Ericameria arizonica

Scientific classification
- Kingdom: Plantae
- Clade: Tracheophytes
- Clade: Angiosperms
- Clade: Eudicots
- Clade: Asterids
- Order: Asterales
- Family: Asteraceae
- Genus: Ericameria
- Species: E. arizonica
- Binomial name: Ericameria arizonica R.P.Roberts, Urbatsch & J.L.Anderson

= Ericameria arizonica =

- Genus: Ericameria
- Species: arizonica
- Authority: R.P.Roberts, Urbatsch & J.L.Anderson

Species of flowering plant

Ericameria arizonica is a North American species of flowering shrub in the family Asteraceae known as Arizona goldenbush or Grand Canyon goldenweed. It has been found only on the cliffs on the south rim of the Grand Canyon in Coconino County, Arizona.

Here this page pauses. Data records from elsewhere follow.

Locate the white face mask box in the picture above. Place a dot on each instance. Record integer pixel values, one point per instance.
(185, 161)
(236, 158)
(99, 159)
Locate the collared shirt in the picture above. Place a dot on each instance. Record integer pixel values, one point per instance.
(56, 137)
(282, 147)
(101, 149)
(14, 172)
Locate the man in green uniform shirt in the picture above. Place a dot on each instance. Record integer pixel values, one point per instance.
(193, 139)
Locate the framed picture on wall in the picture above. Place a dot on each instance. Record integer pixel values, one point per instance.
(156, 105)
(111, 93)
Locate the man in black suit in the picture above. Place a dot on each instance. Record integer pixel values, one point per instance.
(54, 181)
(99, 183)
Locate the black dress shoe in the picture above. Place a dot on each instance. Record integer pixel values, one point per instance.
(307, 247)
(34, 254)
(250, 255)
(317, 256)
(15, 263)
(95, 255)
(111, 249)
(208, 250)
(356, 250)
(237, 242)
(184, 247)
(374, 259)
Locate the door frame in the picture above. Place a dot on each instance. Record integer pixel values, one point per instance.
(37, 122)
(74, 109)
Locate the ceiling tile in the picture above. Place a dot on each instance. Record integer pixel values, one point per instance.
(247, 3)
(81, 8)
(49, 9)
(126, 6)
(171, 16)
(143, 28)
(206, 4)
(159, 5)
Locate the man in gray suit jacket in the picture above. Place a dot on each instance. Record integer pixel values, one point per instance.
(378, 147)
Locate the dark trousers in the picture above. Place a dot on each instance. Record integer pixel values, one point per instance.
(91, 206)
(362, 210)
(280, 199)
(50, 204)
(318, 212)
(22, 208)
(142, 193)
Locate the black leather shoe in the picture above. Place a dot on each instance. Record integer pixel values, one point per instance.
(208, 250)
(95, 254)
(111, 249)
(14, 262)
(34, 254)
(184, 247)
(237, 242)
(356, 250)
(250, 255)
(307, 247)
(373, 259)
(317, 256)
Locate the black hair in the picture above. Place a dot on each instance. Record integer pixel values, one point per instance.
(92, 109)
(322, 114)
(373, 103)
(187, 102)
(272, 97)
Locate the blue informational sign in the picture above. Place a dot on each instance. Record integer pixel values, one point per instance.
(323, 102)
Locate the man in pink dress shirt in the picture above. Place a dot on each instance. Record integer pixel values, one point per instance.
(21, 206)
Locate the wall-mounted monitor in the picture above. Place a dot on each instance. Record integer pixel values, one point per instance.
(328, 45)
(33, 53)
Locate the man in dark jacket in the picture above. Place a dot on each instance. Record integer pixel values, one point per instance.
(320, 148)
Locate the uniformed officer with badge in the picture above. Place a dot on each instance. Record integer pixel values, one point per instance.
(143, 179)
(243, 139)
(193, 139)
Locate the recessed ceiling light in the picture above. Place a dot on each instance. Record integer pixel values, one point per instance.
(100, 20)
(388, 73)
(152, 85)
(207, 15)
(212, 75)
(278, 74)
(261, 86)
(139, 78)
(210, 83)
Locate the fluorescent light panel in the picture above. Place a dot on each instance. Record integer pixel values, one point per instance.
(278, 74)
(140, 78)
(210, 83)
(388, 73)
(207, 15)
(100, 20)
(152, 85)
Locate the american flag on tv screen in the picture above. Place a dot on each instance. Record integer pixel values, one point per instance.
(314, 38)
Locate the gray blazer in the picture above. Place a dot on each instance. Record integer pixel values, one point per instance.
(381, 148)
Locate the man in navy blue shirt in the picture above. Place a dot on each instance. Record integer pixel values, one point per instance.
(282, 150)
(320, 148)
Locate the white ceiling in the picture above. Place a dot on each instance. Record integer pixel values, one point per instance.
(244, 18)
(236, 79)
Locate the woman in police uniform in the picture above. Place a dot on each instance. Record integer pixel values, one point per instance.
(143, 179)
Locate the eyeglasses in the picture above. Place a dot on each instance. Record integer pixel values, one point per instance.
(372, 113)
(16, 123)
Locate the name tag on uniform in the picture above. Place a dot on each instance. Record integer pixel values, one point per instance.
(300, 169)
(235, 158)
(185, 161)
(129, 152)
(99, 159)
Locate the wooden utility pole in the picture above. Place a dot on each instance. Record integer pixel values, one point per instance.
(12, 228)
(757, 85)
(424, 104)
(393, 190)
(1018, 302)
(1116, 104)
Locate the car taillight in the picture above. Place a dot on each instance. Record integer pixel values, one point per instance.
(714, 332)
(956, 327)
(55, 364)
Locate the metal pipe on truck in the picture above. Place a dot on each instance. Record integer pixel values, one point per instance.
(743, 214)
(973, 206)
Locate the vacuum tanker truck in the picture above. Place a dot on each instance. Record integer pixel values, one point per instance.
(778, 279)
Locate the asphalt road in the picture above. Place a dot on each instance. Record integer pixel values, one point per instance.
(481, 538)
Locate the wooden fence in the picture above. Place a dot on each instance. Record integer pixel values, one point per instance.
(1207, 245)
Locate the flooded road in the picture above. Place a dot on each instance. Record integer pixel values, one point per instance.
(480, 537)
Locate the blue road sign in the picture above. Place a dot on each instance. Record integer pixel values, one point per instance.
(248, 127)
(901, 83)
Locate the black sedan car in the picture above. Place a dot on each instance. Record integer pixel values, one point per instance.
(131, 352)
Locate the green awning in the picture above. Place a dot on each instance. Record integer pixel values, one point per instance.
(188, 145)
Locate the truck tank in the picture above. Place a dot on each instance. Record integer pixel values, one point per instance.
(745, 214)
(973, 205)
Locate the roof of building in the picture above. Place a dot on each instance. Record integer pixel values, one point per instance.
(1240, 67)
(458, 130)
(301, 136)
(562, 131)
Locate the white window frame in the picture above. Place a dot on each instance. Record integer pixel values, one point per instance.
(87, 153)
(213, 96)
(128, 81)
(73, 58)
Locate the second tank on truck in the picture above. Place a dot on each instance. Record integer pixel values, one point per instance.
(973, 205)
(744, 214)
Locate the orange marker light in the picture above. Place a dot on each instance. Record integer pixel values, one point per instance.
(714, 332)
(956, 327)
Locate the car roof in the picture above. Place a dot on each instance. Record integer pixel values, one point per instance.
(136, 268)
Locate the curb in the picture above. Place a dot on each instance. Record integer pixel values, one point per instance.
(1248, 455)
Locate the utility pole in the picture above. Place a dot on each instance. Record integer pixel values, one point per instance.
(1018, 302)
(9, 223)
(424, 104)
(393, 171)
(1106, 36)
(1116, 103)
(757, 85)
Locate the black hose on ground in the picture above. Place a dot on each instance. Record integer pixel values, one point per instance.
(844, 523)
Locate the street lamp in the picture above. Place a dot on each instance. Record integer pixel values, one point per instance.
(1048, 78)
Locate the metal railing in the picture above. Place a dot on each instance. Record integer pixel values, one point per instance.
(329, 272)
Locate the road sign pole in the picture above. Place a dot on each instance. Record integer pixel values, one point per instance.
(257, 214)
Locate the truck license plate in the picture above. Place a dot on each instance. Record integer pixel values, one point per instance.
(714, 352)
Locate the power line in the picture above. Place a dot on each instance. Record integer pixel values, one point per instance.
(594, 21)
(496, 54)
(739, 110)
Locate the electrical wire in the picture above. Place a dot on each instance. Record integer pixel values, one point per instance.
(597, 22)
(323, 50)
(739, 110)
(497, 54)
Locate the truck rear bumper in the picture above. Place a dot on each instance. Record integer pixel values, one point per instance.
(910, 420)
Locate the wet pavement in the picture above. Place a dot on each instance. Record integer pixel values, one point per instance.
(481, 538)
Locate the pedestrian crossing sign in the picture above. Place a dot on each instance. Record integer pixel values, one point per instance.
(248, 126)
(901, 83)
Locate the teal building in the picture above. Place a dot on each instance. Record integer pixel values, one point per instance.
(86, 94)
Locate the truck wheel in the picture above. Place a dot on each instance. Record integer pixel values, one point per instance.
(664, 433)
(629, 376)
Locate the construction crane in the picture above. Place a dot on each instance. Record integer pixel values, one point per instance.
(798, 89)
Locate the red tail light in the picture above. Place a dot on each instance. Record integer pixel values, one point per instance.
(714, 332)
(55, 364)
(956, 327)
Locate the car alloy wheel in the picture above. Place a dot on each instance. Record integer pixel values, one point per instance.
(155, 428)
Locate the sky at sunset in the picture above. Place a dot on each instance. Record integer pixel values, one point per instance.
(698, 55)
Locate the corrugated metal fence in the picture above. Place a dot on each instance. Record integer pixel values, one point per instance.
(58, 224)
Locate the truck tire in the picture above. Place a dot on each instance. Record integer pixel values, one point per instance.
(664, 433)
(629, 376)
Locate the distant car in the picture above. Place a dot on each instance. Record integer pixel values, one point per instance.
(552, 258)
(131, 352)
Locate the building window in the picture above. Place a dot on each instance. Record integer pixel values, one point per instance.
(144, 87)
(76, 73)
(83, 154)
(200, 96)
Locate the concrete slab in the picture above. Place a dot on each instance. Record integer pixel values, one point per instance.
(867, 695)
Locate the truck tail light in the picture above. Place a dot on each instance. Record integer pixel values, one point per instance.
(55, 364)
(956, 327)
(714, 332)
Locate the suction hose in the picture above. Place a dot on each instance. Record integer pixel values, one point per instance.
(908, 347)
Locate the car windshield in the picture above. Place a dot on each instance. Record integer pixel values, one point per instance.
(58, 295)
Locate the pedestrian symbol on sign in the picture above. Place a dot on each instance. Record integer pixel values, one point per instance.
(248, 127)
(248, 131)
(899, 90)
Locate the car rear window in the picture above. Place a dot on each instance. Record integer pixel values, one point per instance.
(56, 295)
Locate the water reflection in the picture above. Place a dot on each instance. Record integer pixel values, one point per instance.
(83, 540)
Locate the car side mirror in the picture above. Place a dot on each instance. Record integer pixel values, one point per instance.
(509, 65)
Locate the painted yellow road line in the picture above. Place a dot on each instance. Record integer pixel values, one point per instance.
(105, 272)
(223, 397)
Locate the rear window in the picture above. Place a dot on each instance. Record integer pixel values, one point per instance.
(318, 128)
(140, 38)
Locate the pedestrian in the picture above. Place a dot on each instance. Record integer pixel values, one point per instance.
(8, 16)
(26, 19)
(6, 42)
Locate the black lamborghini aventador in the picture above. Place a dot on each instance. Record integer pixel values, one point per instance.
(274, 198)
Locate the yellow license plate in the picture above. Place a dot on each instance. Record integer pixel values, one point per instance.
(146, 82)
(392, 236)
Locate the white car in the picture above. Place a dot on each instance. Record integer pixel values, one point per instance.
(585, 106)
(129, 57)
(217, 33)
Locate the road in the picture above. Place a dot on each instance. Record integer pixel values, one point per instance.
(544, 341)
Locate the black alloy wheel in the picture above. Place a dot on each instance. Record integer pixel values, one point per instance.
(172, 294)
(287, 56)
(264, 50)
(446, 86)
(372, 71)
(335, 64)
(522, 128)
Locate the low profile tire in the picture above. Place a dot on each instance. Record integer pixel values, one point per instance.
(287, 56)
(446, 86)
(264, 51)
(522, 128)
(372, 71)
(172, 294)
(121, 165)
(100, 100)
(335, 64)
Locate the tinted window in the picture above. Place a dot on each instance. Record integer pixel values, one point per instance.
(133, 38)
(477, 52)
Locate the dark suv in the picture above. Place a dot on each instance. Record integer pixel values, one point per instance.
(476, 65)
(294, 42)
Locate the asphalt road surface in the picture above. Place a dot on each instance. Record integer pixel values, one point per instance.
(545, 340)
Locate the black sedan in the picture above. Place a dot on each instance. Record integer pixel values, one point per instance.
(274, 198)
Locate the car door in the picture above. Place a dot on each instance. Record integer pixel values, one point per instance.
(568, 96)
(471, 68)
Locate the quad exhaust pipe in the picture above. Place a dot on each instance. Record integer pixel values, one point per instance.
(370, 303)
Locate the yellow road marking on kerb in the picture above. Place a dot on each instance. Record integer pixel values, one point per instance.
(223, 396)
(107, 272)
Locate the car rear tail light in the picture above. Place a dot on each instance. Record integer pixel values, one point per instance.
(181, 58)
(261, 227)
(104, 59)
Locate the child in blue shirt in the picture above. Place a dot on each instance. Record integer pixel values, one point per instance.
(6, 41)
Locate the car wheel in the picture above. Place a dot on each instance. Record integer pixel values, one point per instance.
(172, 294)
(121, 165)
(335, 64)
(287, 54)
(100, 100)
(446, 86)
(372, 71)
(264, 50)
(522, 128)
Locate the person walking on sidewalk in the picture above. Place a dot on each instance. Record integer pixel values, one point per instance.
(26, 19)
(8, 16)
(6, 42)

Ericameria arizonica is a shrub up to 50 cm (20 inches) tall. It has elliptic to narrowly oblanceolate leaves up to 35 mm (1.4 inches) long. Flower heads are in flat-topped arrays, each with both disc florets and ray florets. The species was described in 2005 by Roland P. Roberts, Lowell E. Urbatsch and John Anderson. Ericameria arizonica is ranked as G2 (Imperiled) by NatureServe.